Meet me at my club next Wednesday evening, 2nd April, at six o’clock. The Apollonian, Pall Mall. Show this letter at the door.
Yours, &c.,
Sir Toby Fitzwilliam, Bart.
I was puzzled. I had heard of the Apollonian Club, but could think of no reason why I would have any call to conduct business there. It was renowned as a club for the rich and powerful—anyone who was anyone in London sought membership to the Apollonian. I had even heard of Sir Toby Fitzwilliam, whom I seemed to recall was a judge of some repute, though I was certain we had never met.

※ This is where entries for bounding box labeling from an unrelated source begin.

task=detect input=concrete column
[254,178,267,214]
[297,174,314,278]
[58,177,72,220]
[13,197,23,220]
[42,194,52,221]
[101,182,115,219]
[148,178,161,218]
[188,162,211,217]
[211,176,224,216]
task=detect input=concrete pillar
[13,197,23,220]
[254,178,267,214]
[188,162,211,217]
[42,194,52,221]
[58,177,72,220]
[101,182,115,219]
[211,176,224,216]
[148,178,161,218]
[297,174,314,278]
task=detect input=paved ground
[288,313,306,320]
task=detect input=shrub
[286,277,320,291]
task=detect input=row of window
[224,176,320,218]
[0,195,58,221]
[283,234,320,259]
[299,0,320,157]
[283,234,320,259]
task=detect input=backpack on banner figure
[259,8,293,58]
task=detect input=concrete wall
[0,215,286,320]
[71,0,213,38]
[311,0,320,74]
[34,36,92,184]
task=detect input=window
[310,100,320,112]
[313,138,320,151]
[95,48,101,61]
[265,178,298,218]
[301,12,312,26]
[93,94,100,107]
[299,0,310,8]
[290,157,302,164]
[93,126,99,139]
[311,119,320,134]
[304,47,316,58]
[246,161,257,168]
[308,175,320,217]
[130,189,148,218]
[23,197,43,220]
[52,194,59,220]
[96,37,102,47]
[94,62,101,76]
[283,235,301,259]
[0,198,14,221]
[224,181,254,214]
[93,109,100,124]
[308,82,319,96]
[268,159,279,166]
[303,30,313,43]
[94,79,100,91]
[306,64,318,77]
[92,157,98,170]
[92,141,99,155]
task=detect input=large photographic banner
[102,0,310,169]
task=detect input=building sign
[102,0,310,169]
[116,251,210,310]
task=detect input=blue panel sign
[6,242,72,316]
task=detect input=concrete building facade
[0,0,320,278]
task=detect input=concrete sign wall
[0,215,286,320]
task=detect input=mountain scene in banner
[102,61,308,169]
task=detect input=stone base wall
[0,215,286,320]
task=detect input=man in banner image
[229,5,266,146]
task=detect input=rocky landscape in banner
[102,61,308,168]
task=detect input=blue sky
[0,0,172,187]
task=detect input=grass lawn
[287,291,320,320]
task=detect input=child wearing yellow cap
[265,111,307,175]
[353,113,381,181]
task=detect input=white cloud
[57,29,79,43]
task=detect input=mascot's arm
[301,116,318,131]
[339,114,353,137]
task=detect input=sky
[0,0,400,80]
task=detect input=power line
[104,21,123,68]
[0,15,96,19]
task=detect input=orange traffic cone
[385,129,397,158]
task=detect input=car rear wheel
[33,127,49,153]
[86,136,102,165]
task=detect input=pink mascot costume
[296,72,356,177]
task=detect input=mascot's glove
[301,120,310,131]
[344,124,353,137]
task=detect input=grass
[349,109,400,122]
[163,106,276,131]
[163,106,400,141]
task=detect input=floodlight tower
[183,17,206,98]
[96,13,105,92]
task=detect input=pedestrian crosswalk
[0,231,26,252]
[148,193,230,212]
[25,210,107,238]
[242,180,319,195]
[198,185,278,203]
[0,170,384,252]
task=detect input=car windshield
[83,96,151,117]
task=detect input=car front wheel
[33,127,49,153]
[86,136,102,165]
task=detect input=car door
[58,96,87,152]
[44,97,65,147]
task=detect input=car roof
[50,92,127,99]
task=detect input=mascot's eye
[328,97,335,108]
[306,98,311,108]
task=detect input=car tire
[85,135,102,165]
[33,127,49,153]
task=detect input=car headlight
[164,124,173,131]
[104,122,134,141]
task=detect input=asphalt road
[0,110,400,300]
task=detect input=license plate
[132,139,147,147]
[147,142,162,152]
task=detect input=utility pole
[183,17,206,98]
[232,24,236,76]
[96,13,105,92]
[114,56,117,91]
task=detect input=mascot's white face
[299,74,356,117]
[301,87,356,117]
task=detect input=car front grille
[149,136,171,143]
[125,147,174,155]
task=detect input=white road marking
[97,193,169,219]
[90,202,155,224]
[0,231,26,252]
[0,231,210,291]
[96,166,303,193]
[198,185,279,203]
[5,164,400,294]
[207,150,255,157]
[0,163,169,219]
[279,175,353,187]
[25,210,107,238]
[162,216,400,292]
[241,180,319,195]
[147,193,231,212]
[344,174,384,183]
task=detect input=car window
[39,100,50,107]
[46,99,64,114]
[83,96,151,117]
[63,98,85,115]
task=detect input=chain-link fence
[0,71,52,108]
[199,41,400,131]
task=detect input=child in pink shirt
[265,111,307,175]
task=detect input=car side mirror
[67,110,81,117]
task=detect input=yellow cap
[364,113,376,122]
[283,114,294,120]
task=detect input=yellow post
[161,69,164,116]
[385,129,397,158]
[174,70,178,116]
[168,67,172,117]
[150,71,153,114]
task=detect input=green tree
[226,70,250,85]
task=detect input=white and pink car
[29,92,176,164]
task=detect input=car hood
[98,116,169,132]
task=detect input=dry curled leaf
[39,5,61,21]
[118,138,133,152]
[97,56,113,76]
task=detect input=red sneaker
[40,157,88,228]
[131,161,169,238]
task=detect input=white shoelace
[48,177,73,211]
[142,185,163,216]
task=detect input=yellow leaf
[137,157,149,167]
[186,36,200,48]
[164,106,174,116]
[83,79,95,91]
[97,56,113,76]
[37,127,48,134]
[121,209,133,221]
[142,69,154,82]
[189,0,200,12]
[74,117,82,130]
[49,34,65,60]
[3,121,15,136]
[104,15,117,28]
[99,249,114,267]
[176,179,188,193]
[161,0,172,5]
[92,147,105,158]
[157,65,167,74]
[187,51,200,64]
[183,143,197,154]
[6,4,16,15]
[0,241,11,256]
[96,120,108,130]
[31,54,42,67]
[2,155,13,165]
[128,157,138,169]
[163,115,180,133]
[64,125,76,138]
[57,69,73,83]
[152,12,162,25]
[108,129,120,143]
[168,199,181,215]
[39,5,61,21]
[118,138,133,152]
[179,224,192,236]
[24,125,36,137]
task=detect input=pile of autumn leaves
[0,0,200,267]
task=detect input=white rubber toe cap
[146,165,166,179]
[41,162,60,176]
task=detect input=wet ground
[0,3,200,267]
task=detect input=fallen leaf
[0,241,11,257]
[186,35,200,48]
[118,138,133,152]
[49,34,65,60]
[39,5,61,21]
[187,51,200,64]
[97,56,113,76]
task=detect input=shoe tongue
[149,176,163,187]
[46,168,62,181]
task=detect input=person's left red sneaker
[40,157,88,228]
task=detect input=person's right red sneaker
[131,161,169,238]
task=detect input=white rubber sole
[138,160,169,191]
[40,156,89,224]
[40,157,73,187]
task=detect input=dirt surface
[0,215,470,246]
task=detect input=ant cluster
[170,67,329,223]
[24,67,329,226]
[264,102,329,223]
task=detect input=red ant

With a head full of questions, I retired for the night, knowing that I would not sleep. I slept little at that time—without the comfort of knowing that there was a battalion of soldiers outside my door, or that I was safely on board ship in the middle of the ocean, my mind refused to switch off, instead remaining alert to every possible danger, real or imagined. I dozed once, I think, but awoke in a fright, in a cold sweat—a result of fitful dreams in which I relived my worst sessions of cruel torture, and all of my guards and tormentors wore monstrous masks that twisted and writhed as if they were made of melting flesh, and inflicted their brutalities upon me with wicked blades that seemed to grow from their very arms. And then the dragon came, as it always did in the nightmare, and as everyone in the dream was consumed by fire, I woke.